Arrivée à Angers, je pris place à la terrasse du buffet de la gare. Je n’avais aucune envie « d’y aller ». Sauf que là bas, les choses ne sont pas faites au hasard. Le commandement savait que je devais être dans le train. Une voiture était donc là, à m’attendre. Je voyais le chauffeur chercher quelqu’un des yeux, inquiet de ne trouver personne. J’étais loin de me douter que c’était moi qu’il cherchait. Il s’approcha enfin de moi, et poliment me demanda si j’allais au quartier Eblé. Je répondis que oui, et il me dit qu’il était envoyé pour me conduire là bas. Je lui proposai une boisson qu’il refusa. Je finis mon Schweppes, il m’attendit sans s’impatienter. Je lui demandai si c’était l’habitude de venir chercher les gens au train, il me répondit que oui, mais lui ne le faisait pas souvent. Je remarquai que la grosse berline noire avait un fanion sur l’aile gauche. Je demandai l’explication. Le chauffeur me répondit : C’est la voiture du Général. Je suis son chauffeur. J’allais d’étonnement en étonnement. Il m’ouvrit la porte arrière, et me fit monter à la place du Général. Je croyais rêver. Arrivée au quartier Eblé, je fus étonnée du parfait ordonnancement des lieux. La voiture s’arrêta devant la porte centrale de l’un des trois bâtiments qui entouraient la place d’armes. Deux personnes semblaient attendre. Le premier s’avança, et ouvrit la porte.
« Je suis le Capitaine Ducrocq, et je commande votre compagnie. Je vous souhaite la bienvenue au quartier Eblé, l’école d’application du Génie. Le sapeur untel va monter vos bagages dans votre chambre. Je vais vous conduire au Mess, je vous ai fait tenir un repas au chaud. » Cela continuait. Je me demandai si ce n’était pas moi le Général. Durant le repas, le Capitaine me tint compagnie, me proposa du vin rosé « Côteau du Layon » mais je refusai, je ne buvais de l’alcool qu’en galante compagnie, et encore. Durant le repas, il me parla de mon séjour dans cette école. Ce que je retins de cet entretien, c’est que je n’allais pas chômer ! En sortant du restaurant, le Capitaine me dit :
« Je vous laisse aux soins du sapeur untel. Il va vous installer dans vos quartiers. Comme il n’y a pas d’autres femmes pour l’instant, vous serez seule dans votre chambre, j’espère que vous ne vous ennuierez pas trop. Vous trouverez un livre retraçant l’histoire de cette école, et en plus, l’histoire du Général Eblé qui, comme vous le savez, était le Général de l’Armée de Napoléon 1er, à qui revint l’impossible mission de faire traverser la Bérézina à la grande armée. S’il vous manque quoi que ce soit, demandez au sapeur qui est à votre service. Autre chose, le peloton commence dans deux jours. D’ici là vous êtes au repos. La seule présence obligatoire sera la sonnerie « au drapeau ». Si vous ne prenez pas vos repas au Mess, je vous demanderai de prévenir « la semaine » »

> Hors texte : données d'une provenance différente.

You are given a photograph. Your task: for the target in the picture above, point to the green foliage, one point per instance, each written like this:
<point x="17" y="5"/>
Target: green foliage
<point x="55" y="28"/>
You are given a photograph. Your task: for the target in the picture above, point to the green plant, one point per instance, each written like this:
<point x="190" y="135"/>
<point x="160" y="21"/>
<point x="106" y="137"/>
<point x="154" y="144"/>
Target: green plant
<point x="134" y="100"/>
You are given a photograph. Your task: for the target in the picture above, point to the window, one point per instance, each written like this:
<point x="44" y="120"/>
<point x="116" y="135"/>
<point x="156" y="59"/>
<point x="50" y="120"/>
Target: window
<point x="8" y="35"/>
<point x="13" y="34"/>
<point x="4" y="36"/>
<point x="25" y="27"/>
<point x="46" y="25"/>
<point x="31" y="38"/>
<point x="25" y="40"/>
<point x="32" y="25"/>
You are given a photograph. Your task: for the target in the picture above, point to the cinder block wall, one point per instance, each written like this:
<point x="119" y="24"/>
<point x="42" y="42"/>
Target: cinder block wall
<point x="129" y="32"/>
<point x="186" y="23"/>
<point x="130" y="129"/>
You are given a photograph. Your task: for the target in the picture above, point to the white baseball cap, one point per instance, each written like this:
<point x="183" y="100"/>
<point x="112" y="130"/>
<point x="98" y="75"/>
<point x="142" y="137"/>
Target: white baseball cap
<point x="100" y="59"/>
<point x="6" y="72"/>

Pour parler poliment, j’étais sur le cul.
J’arrivai dans « ma chambre », et c’était vraiment une chambre. Un magnifique parquet ciré, et quatre lits avec des couvres-lits orange. Il y avait des tables de nuit avec des lampes de chevet. Au milieu de la pièce, une table et quatre chaises, sur le mur en face des lits, des armoires individuelles, et une porte. Deux grandes fenêtres à petits carreaux, avec des rideaux et doubles rideaux assortis aux couvre-lits Le sapeur précisa : « C’est la seule chambre avec des rideaux, c’est la chambres des femmes. Vous n’aurez que votre lit à faire, le ménage sera fait tous les jours par les hommes des services. Vos armoires seront obligatoirement fermées par un cadenas. Et  vous ne laisserez aucune lingerie visible. La porte donne sur le cabinet de toilette.
-Et où peut-on téléphoner ?
-Au fond du couloir, il y a un téléphone à jetons. Vous toucherez un nombre de jetons avec votre solde, mais vous pourrez en acheter plus au foyer.
 Attention, vous devez être en tenue militaire irréprochable dès que vous sortez de votre chambre. La porte de votre chambre ferme à clefs. L’équipe d’entretien a un passe déposé à la semaine.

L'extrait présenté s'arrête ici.